Wait, did Microsoft kill sleep?

Hello all,

I’ve long been a desktop user and builder, but in the past few years I have been looking to replace my desktops with a daily-driver laptop, docked much of the time to a screen, mouse and keyboard. I have had quite a bit of trouble finding the right laptop however, and I’m starting to think that Windows, rather than the builders themselves, is at fault.

The best of the Windows laptops I have purchased was a 15″ Lenovo Yoga with some dedicated Nvidia gpu. It was a beautiful machine but had two major issues. One, a bad microphone. That issue resulted in Lenovo taking my laptop for two months (yes, two months) and returning it with a broken screen bezel. Bad on them.

However, the more concerning issue was it getting insanely hot when sleeping and not turning on again until after it had been forced to power off and had time to cool. Not crammed into a bag but sitting on a desk at a normal room temperature. At the time, I thought this was a problem with Lenovo cramming hot components into a pretty svelte chassis.

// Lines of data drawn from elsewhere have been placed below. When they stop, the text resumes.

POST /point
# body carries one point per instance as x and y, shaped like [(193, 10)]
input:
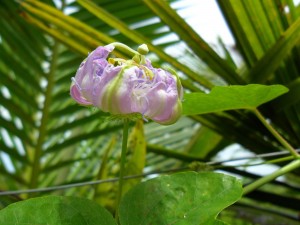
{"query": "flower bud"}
[(125, 87)]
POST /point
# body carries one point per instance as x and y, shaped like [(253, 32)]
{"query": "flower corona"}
[(127, 87)]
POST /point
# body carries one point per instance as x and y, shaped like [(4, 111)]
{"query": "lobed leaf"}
[(184, 198)]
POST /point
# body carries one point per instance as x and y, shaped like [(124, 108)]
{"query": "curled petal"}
[(75, 93)]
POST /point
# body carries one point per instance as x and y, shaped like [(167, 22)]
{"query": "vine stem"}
[(276, 134), (256, 184), (122, 166), (289, 167)]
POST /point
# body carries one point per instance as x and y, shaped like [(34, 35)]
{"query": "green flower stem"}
[(258, 183), (125, 48), (277, 135), (122, 166)]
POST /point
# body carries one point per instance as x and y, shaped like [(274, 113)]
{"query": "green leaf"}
[(231, 97), (183, 198), (56, 210), (136, 155)]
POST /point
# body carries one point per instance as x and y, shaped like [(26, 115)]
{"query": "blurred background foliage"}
[(46, 139)]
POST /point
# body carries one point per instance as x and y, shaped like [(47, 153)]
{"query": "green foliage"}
[(56, 210), (48, 140), (229, 98), (183, 198)]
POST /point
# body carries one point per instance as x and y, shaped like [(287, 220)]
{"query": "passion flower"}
[(127, 87)]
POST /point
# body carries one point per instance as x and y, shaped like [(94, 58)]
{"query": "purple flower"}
[(125, 87)]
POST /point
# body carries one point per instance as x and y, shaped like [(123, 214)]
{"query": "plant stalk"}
[(276, 134), (258, 183), (122, 166)]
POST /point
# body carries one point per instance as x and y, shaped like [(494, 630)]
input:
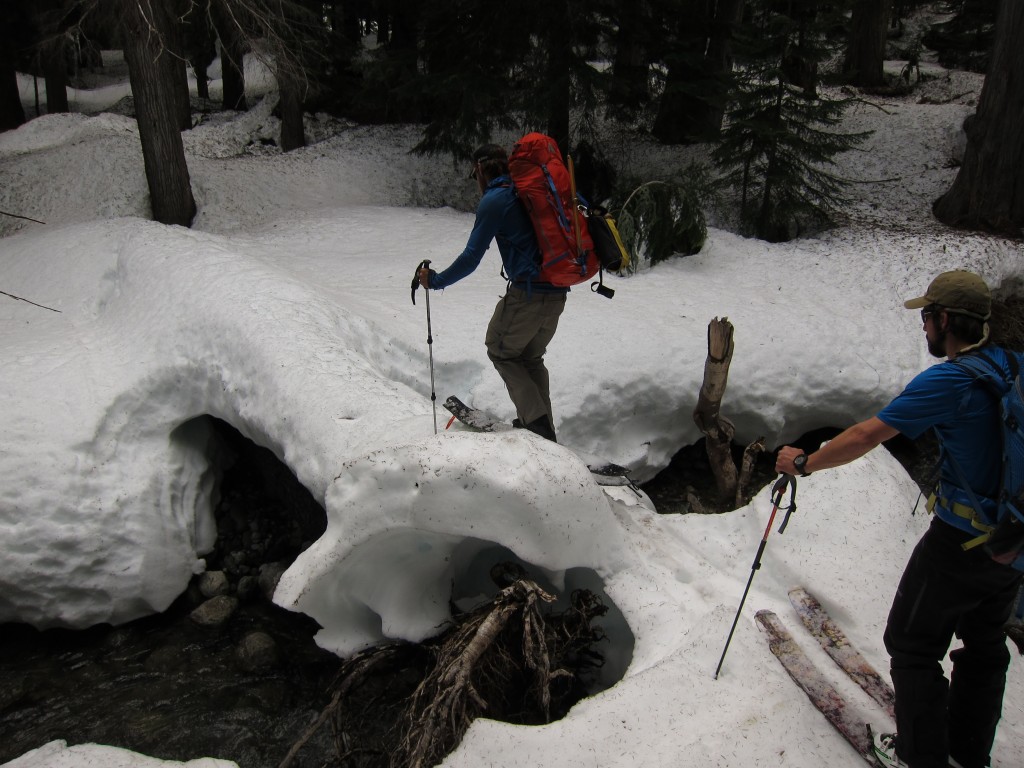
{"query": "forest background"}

Fast forward two years or so though, and now I have a Dell G15 5525. Go figure, it does largely the same thing except that it’ll run its fans in short bursts every 30 seconds for an hour or two first. Bleh.

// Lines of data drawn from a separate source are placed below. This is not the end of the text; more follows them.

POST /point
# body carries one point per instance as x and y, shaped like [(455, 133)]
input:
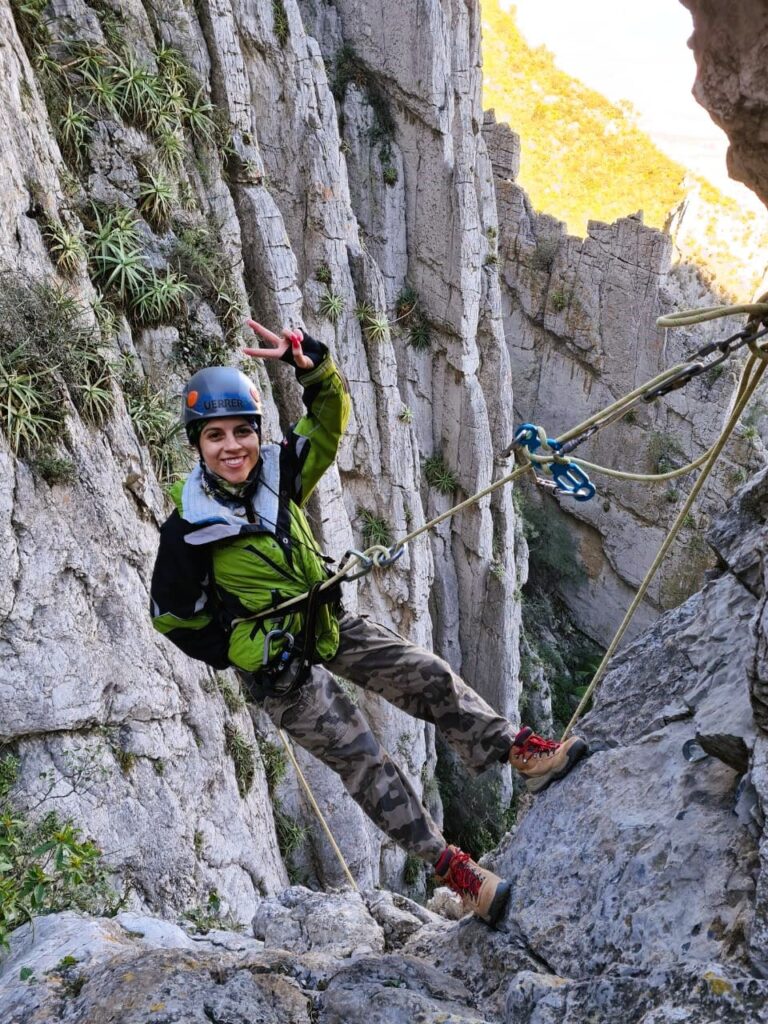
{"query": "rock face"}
[(580, 322), (733, 90), (304, 202)]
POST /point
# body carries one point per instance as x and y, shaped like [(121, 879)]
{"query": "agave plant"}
[(157, 197), (75, 129), (102, 92), (28, 408), (439, 475), (138, 90), (66, 247), (198, 114), (161, 298), (377, 328), (332, 306)]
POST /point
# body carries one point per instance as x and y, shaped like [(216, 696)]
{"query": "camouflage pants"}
[(322, 719)]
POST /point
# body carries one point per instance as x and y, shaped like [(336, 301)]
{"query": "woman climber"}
[(239, 544)]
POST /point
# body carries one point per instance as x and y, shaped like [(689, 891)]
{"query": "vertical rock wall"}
[(580, 322), (125, 733)]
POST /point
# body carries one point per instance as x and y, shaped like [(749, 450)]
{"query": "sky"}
[(638, 52)]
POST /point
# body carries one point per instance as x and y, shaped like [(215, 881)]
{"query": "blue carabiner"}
[(571, 480)]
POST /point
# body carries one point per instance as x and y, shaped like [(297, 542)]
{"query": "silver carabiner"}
[(272, 634)]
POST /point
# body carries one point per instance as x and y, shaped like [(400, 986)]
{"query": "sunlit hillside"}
[(583, 158)]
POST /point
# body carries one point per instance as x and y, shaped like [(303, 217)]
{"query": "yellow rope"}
[(317, 811), (753, 372)]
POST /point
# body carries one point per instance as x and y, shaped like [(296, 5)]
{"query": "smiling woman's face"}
[(229, 446)]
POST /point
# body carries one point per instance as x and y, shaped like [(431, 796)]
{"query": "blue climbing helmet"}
[(218, 391)]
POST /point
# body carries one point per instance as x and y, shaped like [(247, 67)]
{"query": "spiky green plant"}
[(332, 306), (198, 115), (375, 528), (138, 90), (420, 335), (364, 311), (377, 328), (439, 475), (53, 469), (89, 58), (170, 146), (158, 427), (66, 247), (244, 757), (323, 273), (28, 403), (101, 91), (161, 298), (157, 198), (280, 22), (105, 314), (173, 68), (74, 131), (406, 302), (115, 254)]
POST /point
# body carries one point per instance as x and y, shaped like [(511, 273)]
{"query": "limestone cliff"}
[(214, 133), (640, 881)]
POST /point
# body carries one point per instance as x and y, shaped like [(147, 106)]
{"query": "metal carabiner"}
[(571, 479), (285, 654)]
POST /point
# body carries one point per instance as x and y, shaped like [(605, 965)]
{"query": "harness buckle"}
[(286, 654)]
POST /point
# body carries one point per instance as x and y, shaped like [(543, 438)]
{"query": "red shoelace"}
[(461, 876), (532, 744)]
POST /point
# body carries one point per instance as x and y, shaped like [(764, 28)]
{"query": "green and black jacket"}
[(220, 562)]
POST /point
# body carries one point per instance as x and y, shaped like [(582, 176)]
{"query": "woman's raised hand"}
[(291, 340)]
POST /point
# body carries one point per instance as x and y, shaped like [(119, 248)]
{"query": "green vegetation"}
[(274, 761), (476, 814), (66, 247), (280, 23), (157, 426), (231, 695), (420, 335), (554, 646), (377, 328), (53, 469), (375, 528), (244, 758), (389, 174), (48, 348), (45, 865), (291, 837), (157, 198), (332, 306), (323, 273), (585, 158), (559, 299), (406, 303), (162, 298), (439, 475), (552, 558), (208, 916)]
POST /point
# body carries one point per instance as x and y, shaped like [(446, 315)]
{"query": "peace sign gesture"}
[(288, 347)]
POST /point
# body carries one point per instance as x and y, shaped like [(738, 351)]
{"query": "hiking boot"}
[(482, 892), (541, 761)]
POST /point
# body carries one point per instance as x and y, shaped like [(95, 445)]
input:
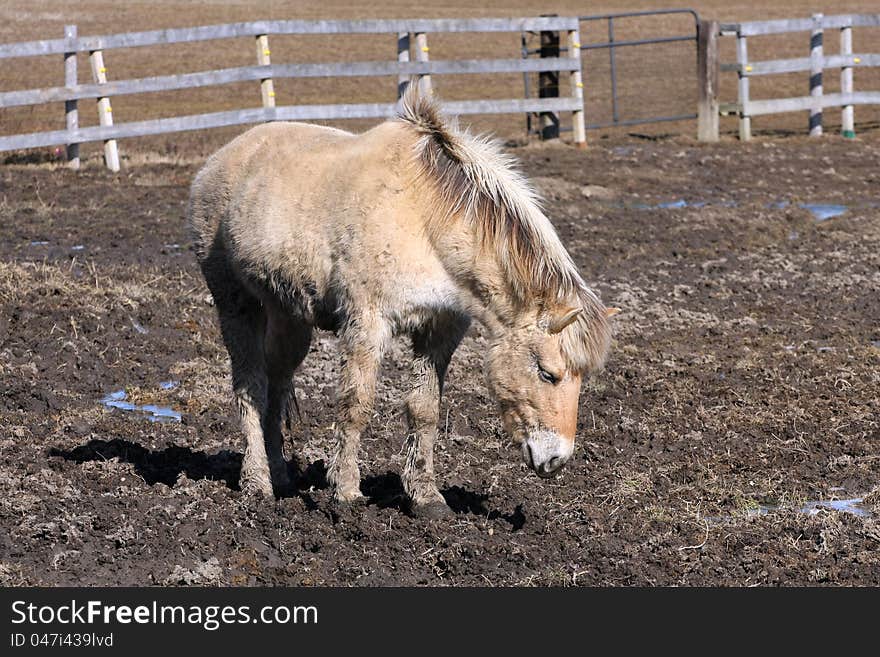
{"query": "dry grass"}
[(653, 80)]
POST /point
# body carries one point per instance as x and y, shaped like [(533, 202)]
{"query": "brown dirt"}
[(744, 375), (654, 80)]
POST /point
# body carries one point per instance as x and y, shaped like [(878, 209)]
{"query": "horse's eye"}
[(546, 376)]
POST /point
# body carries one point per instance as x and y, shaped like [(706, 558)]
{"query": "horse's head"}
[(535, 370)]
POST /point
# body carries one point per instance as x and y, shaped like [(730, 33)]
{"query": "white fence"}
[(265, 71)]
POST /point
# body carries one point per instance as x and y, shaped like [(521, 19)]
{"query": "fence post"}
[(422, 56), (742, 58), (267, 86), (816, 65), (402, 56), (71, 113), (548, 85), (847, 120), (105, 116), (707, 71), (577, 90)]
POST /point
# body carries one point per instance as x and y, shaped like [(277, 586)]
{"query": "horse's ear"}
[(563, 319)]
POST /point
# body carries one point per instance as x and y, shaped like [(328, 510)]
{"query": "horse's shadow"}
[(161, 466), (164, 466)]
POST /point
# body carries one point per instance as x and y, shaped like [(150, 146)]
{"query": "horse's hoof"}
[(350, 499), (435, 510)]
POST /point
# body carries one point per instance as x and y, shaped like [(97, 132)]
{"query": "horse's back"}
[(293, 207)]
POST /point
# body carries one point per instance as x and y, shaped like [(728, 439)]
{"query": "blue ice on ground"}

Looking around online for help, it appears that this is a very common issue. As I understand it, Microsoft is forcing computer builders to use a “low power idle” mode (S0) instead of an actual ‘sleep’ mode (S3). It basically tricks users into thinking that modern Windows resumes very fast by not actually stopping it in the first place.

Two questions:

  1. Do I have that right?
  2. If so, what in the actual [swear word]?! Seriously, [swear word] Microsoft if that’s accurate. Basically, if I want my computer to not crash and burn every time I need to go take care of the baby I have to shut my computer off or set it to burn electricity for no reason? I’d go buy a Mac if I didn’t think Apple weren’t far off from pulling the same gag. Maybe I’ll go shop System76.